Why it matters: Long ago both Bill Gates and "Minority Report" promised a future in which every wall and surface becomes a digital screen where information can be displayed and manipulated by touch. That future is finally beginning to materialize.
Driving the news: Tastemakers — best known for Arcade 1Up, its line of slimmed down versions of '80s arcade games — is launching retail sales of the Infinity Game Table next month, following a successful Kickstarter campaign.
- Starting at around $600, the coffee-table size device includes a bunch of classic Hasbro games along with digital card games, jigsaw puzzles and coloring books.
- Games can be played by multiple people in one place, or with other table owners over the internet.

Flashback: The original Surface may be a distant memory now, but it was a groundbreaking computer for its time, with demos that wowed.
- Debuting around the same time as the iPhone, it was one of the first commercial products to offer a multitouch interface.
- Microsoft targeted sales of the first Surface at the hotel and retail markets.

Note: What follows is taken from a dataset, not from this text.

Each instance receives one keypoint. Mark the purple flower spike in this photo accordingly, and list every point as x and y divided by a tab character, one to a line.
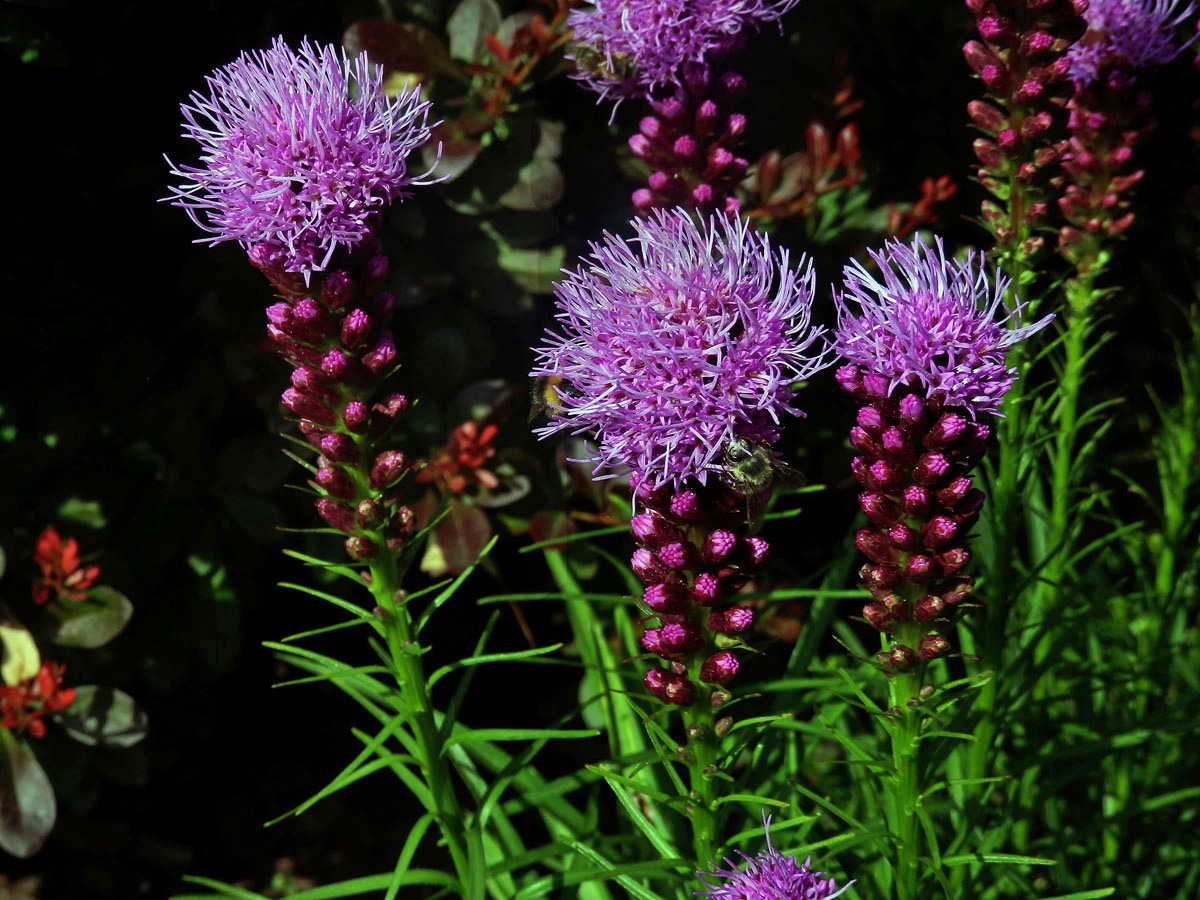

However, those who got a chance to experience it were inevitably captivated by its potential consumer uses.
Yes, but: Priced at a prohibitive $10,000 and extremely bulky, the device never got a chance to move beyond niche business markets. Microsoft eventually licensed the technology to Samsung, and later reused the Surface name for its own consumer tablets.
Between the lines: The iPhone made touch screens a part of our lives while the Surface vanished.
- In the intervening years, however, the visions have grown closer: Apple introduced the iPad, touch came to Windows computers and tablets, and touch screens are everywhere now from cars to elevators to vending machines.
What's next: A lot of surface areas have yet to be digitized. Despite Gates' promise, most walls still only smudge when we touch them.
- But the Infinity Game Table, like Surface before it, shows how just offering a touch screen in a different shape or size creates new opportunities. I suspect Gates is right on the outcome, if not on the timing.